By Tom Meadowcroft (Crystal Palace supporter)
When Wilf Zaha “came home”, there was a lot of excitement from Crystal Palace fans, with some hesitation thrown in.
Was Wilf just a flat track bully who excelled in the Championship but couldn’t muster it at the next level? Had the money at Manchester United distracted him? How would he fit in with the current tight knit group?
While I was hesitant about the move, once he came back my heart ruled my head. This was the kid who had bought so much excitement two years ago and was responsible for some of my life time footballing highlights. In his comeback interview he said all the right things about learning from the players at United, and how things hadn’t quite worked out.
For his long term future at United, if there is one, then there are both plus and minus points for him returning to Palace. In the plus side, he is obviously well loved at Palace and the crowd are unlikely to get on his back when a trick doesn’t come off, and it looks like he will get some game time. In the minus side, it is no secret that he suffered from homesickness and was regularly seen in Croydon (though homesickness may have not been an issue if Moyes had given him an opportunity), so I’m not sure if this will help him learn if he does got back to United.
The proof was to be in the pudding though…
Three days later we had Newcastle away. A fixture I can never remember getting points from. All the pre-match chatter was about Wilf, but of course we’d have to wait for the prodigal son’s return, as he started on the sub bench. After a pretty dire first half (despite us scoring within 30 seconds), the 2nd half burst into life and then came the introduction of Wilf. The Zaha that we knew of the Championship returned. Every time he got the ball he looked dangerous. Running at the defence, causing panic and creating chances. With his first run he nearly scored forcing Krul into a save. He then had a goal disallowed for a marginal offside (I’m being kind to the linesman here because it looked level at best), and then forced Krul into another save before fluffing the rebound. He seemed to be on a mission to prove that he could cut it in the Premier League. Cruelly, Newcastle took a late lead and it looked like a young tricky winger that wasn’t Wilf, was going to take the headlines as Aarons scored for Newcastle on debut. Fortunately, as always at Crystal Palace, there was still another final twist in the tale as Wilf latched on to a knock down in the box and slotted it home. Madness ensued as we walked away with a 3 all draw.

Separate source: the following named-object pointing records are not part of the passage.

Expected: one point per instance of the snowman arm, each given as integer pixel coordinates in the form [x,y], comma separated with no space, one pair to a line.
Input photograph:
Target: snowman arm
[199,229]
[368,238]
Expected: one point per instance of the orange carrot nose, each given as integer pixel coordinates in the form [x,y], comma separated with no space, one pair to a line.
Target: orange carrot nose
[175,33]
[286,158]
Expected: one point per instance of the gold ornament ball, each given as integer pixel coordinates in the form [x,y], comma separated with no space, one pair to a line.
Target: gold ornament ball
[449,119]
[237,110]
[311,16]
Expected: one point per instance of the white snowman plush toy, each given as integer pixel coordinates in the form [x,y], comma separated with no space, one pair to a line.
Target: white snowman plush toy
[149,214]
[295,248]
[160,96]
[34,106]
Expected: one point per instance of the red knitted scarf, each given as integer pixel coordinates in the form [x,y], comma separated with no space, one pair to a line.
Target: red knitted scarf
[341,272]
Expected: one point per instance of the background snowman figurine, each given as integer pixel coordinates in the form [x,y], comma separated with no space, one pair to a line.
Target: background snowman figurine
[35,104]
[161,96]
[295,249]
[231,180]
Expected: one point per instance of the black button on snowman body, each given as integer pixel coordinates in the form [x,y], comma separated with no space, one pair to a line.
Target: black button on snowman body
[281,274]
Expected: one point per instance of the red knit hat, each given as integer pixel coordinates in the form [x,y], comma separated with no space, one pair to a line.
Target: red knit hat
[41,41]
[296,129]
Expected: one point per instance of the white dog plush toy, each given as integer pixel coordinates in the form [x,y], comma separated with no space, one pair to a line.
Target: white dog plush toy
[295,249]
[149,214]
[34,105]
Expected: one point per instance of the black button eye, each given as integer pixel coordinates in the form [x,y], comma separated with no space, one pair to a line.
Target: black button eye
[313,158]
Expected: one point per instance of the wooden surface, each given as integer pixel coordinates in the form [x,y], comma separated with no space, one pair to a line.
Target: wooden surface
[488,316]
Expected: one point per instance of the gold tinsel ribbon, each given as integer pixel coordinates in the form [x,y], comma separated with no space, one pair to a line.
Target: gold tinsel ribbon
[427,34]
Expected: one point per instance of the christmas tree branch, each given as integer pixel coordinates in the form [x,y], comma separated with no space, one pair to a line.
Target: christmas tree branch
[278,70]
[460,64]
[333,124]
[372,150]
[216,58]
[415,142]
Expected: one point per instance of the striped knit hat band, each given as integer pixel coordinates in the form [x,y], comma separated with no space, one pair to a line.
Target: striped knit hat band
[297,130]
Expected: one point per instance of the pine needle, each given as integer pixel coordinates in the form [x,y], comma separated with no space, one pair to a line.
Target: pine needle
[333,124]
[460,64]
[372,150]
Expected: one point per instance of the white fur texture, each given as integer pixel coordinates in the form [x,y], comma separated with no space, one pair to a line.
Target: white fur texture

It looked like Wilf’s game hadn’t changed too much. He played on the left of the front 3 for the most part allowing him to cut inside. His shooting definitely seemed much improved. I was worried after having one shot saved and one disallowed he’d used up all his shots on target for the match but fortunately for us he hadn’t. Wilf’s final product had never been his strongest point but looks like he has learnt from some of the game’s best. He still holds on to the ball for too long at times, but that is also why he’s so exciting. With important games coming up it will be the time to really judge how Wilf has improved and if he’s cut out for the Premiership like we all think he is.